Creemore whips up a new "urban gastrobrewery" in the city's core.

Photo by Robin LeBlanc

The space at 75 Victoria St. has had a troubled history with brewing ventures.

First it was the home of Denison’s Brewing Company, which had a decent run before closing in 2003 (and essentially becoming Side Launch). After that, Duggan’s Brewpub lasted only a few years before closing its doors in 2011. Some might also remember the building’s past incarnation as Beer Academy, a small batch beer bar that was operated by Creemore Springs and Granville Island (both owned by Molson) featuring beers from the two breweries as well as house-made beer from Six Pints, the name of Beer Academy’s project within the building. When the Beer Academy closed up shop at the end of 2014 with the promise of a new Creemore-owned venture in the future, there were quite a few who felt a substantial loss in (corporate affiliations aside) a venue with potential.

Now, the 2,300-square-metre space has been reborn as the Creemore project Batch.

Officially opening on Mar. 7, Batch is a venue that advertises itself as an “urban gastrobrewery” (which is, let’s face it, a brewpub) with modern comfort food by Chef Ben Heaton, a substantial cocktail list, craft beer bottle selections from the likes of Side Launch and Left Field, and beers on tap that include Creemore’s own catalogue as well as special in-house beers made by head brewer Andrew Bartle (formerly of Northwinds Brewhouse and Eatery).

The general feel of Batch is miles apart from its previous incarnations, going high-end-but-not, making it seem somewhat unsure as to what it wants to be. One half is a hip dining space, bottle shop, and coffee shop, with pies on special as well as local artisan mustard prominently displayed. The other has a very club-ish cocktail bar vibe to it. 

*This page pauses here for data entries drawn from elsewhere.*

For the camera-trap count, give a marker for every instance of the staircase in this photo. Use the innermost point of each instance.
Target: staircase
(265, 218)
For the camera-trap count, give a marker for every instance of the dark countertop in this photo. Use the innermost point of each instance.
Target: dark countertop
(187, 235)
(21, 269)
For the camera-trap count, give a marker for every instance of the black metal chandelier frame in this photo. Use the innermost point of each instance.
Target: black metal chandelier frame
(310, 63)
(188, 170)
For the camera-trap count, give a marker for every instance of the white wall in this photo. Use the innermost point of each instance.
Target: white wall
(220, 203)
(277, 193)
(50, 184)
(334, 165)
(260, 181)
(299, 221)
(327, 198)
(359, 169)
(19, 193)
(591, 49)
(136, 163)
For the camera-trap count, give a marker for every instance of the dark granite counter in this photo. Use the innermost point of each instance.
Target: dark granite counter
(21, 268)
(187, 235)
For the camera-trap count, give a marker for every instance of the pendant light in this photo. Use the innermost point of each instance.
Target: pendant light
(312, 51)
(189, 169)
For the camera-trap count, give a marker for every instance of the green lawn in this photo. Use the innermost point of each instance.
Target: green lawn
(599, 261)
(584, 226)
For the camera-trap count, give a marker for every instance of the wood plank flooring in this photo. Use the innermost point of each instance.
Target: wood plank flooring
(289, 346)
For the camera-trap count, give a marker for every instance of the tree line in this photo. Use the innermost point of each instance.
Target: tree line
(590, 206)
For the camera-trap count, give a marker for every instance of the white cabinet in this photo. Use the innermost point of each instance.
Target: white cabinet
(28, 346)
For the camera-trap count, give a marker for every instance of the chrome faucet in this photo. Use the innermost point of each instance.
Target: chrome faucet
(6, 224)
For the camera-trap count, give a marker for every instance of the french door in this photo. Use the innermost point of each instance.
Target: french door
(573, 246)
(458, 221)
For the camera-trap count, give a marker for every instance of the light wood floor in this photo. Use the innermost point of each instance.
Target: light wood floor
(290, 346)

As for the beer, Andrew Bartle is a talented brewer and I’m not surprised to find that the beers match his abilities, bringing forth classic styles that are unafraid to show their flavours for both the newcomer and the veteran. The Pale Ale is citrus heavy in its hop character, with a distinctly dry, bitter finish. The IPA highlights the Citra and Mosaic hops well, with lots of tropical fruits and a generous helping of citrus and pine. The porter is an epic battle of cocoa and coffee, with the roasted notes finally taking the wheel and easing into a nice finish. The Witbier has the characteristic notes of banana and clove familiar to the style and makes for fairly easy drinking. Other beers included (though not ready yet) are the Irish Red Ale and Cream Ale.

In the end, Batch will no doubt be a welcome spot for many downtown residents. The food menu seems promising, the beers brewed are in good hands, and the venue itself is spacious and hip. While it remains to be seen how they will do, this new direction may very well break the location’s curse and breathe fresh life into the building.